From: Thien-Thi Nguyen
Subject: Re: Internal visibility
Date: Wed, 11 Jun 2008 09:49:26 +0200
() address@hidden (Ludovic Courtès)
() Tue, 10 Jun 2008 14:09:33 +0200

   Currently, Guile only supports `scm_to_locale_string ()', which means
   the returned C string is encoded in the current locale's encoding.
   Eventually, new functions may be added: `scm_to_utf8_string ()', etc.
   This was Marius' original plan [0], and I think it remains valid.

Most plans are "valid" but not all plans are easy to live with.
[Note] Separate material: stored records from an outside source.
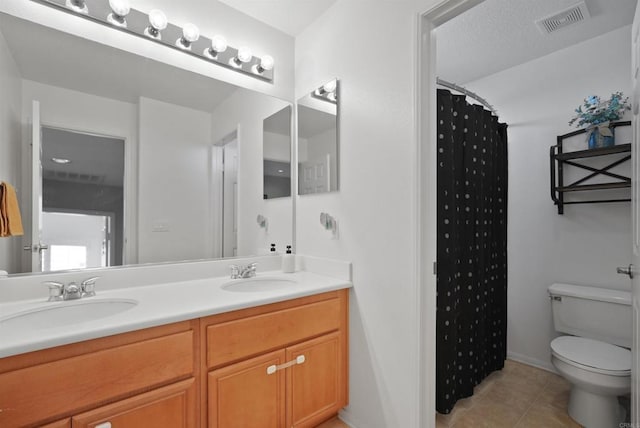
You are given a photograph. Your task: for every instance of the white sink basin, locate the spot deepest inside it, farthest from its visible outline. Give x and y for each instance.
(251, 285)
(67, 313)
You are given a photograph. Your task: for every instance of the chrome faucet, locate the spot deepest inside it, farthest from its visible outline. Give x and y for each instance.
(59, 291)
(248, 271)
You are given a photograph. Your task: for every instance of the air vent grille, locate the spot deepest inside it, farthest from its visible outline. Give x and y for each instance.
(563, 19)
(73, 177)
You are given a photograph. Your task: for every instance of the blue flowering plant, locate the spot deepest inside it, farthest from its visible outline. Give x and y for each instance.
(595, 112)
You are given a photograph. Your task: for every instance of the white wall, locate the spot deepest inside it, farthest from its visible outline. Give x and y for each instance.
(10, 146)
(371, 47)
(212, 17)
(78, 111)
(174, 189)
(245, 111)
(584, 245)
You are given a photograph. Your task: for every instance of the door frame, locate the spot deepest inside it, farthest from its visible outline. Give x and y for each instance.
(425, 195)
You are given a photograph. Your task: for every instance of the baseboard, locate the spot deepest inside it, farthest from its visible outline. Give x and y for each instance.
(544, 365)
(347, 418)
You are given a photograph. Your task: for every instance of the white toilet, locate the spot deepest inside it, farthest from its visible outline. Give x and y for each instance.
(595, 358)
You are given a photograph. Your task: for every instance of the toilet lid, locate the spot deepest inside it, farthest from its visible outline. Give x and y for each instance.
(592, 353)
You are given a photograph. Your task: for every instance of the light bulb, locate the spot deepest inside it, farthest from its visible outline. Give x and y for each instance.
(120, 7)
(218, 44)
(157, 20)
(330, 86)
(190, 33)
(266, 63)
(77, 6)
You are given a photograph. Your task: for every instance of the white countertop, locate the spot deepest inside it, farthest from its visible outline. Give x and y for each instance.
(157, 305)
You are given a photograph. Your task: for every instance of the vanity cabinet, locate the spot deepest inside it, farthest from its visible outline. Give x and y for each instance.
(170, 406)
(39, 387)
(278, 366)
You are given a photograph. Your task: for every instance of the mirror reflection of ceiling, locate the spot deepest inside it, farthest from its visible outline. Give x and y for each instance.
(288, 16)
(313, 122)
(111, 73)
(93, 159)
(500, 34)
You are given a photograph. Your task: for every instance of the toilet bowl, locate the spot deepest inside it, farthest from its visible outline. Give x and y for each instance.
(594, 357)
(598, 372)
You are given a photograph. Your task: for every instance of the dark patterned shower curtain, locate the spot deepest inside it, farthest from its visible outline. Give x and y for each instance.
(472, 248)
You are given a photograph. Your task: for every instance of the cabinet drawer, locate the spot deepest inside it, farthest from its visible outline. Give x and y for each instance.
(233, 340)
(172, 406)
(61, 387)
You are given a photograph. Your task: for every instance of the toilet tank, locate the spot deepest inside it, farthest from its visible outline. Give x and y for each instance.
(592, 312)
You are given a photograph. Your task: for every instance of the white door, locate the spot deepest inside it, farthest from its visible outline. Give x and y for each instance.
(315, 176)
(635, 215)
(36, 246)
(230, 200)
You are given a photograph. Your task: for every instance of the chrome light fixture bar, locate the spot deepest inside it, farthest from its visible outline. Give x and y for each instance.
(327, 92)
(154, 26)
I think the encoding of a string (or buffer or "character" array
(or subsequence thereof)) needs to be explicit; the encoding is
not purely "internal" and to treat it as such will require hoop-
jumping on both sides of the API.  (How encoding support is
implemented, on the other hand, is indeed an internal affair.)

This is from observation of how Emacs attained multibyte-ness.
Note: not just "how Emacs does it" but "how Emacs used to not do
it and through time eventually came to do it".

In PostgreSQL's multibyte support, the i/o can be tempered by
setting the "client encoding".  This can be changed cheaply (per
request).  Basing encoding on locale only is not fine-grained
enough; setting the locale can be expensive and cause unrelated

See also GNU libc support (info "(libc) Character Set Handling"),
which applies similar principles at a lower (library) level.

All these programs chose not to expose many conversion functions
in the programming interface.  Instead, they expose few functions,
each with an encoding parameter.  That is surely a cleaner design.